Então, pensou, assim era a morte, afinal. Aconchegante,
saborosa. E vestida como um Boiadeiro. Bem-vinda, Amiga! Obrigado por acabar
com esse sofrimento. Então, a escuridão se fez.
---
Demorou a perceber a cama, o teto sobre sua cabeça, as vozes
além da parede. Estava vivo? Vivo! E seu cavalo?
Ao abrir a porta, viu-se numa taverna, cercado de aplausos,
salvas, tapas nas costas. Ainda tonto, foi ver sua montaria. Estava abrigada e
alimentada, limpa.
O trilheiro afagava a cabeçorra do bicho deitada em seu
ombro, a emocionante ligação além das palavras entre um trilheiro e seu cavalo,
incompreensível para almas comuns.
Sentado junto à lareira, um copo de cerveja na mão, olhava,
intrigado, para uma imagem gravada na parede.
Era-lhe estranhamente familiar. Perguntou ao estalajadeiro quem era.
- Ah, esse é o Boiadeiro dos Cerrados. O melhor amigo dele
fez esse aqui. Mas ele tem várias aparências, depende do artista. Vem cá, que
sorte ter encontrado o caminho depois de tanto tempo, hein? Todos acreditavam
que você tinha morrido.
Não, pensou o trilheiro, não foi sorte.
Erguendo seu copo à figura de um homem pequeno, vestido com
um gibão desenhado de estrelas e sóis, montado num cavalo azul de crinas
douradas, agradeceu silenciosamente.
Enquanto vivesse, contaria a todos que um verdadeiro
trilheiro sempre termina sua missão.

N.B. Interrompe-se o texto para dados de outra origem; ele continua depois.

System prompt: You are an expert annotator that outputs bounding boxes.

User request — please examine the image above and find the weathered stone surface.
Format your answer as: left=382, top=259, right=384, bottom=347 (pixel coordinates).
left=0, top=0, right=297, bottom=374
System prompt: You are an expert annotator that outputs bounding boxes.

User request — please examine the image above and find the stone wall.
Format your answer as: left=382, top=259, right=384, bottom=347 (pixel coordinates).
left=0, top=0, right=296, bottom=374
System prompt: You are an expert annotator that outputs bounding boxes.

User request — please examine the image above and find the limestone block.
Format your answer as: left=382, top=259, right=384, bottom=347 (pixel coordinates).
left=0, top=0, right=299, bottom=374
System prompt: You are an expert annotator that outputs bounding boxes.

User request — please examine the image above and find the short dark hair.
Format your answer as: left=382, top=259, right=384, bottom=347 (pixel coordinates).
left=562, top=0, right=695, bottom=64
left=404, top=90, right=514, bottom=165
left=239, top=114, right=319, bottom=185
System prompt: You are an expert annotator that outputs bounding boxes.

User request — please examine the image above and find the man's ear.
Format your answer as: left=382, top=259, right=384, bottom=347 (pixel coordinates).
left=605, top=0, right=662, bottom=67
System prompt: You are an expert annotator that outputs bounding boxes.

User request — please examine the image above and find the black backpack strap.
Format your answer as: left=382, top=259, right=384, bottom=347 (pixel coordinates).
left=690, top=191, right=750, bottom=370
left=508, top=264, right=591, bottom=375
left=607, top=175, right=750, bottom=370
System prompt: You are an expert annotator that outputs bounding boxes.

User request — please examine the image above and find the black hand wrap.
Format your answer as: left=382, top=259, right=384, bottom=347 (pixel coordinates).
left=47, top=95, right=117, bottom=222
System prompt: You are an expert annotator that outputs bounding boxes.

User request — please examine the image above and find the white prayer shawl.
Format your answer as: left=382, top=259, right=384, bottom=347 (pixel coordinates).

Nessa ou na outra vida.
Comentários
(qualquer outra palavra que eu coloque tiraria a força do comentário em si)
Sem querer obrigar a autora a criar uma parte 3, como ficou a situação das pessoas que o protagonista iria resgatar, antes de todas aquelas intercorrências que desviaram o seu caminho?
Jander - amei seu comentário. Sem querer ser sádica, mas se vc realmente teve pesadelos, me sinto honrada.
Baggio - bom te ver aqui. Agradeço o elogio. Mas, veja bem, essa história me foi contada numa taberna no fim do mundo e acho que eu já estava meio sonolenta.
branco - 'fascínio'. tb nao digo mais nada. tentar me expressar só diminuiria o impacto q seu comentário causou.
Márcio - só vc mesmo para reparar na nota sobre o Saint-Exupéry. Fiquei emocionada. Ah, aquelas pobres almas da primeira parte foram resgatadas por outros trilheiros, nao se preocupe.
Ana Raja - obrigada!
Antonio Fernando - sem dúvida nenhuma, é vc q sempre ganha meu dia qdo leio seus comentários!
Érica - nanina, eu nao tomo chá de cogumelos. EU SOU o cogumelo.
Márcia - nao poderia ficar mais feliz e comovida. De verdade.
A todos, como semrpe, sem palavras para agradecer!
Você tem salvação, Zoraya!
Esforce-se!
Vou dormir esta semana pensando em lareira, cerveja e cobertor quentinho.
Oh, glória!
Albir - hummm, acho q vc está me provocando. Todo mundo reclamou do tratamento q o coitado do Trlilheiro sofreu e vem vc dizer q 'peguei leve'? Até nosso Jander ficou meio encafifado com o sapo carnívoro. E vc ainda diz q tenho salvação? Provocação. Depois não reclama
A vcs dois, agradeço também a leitura e o comentário!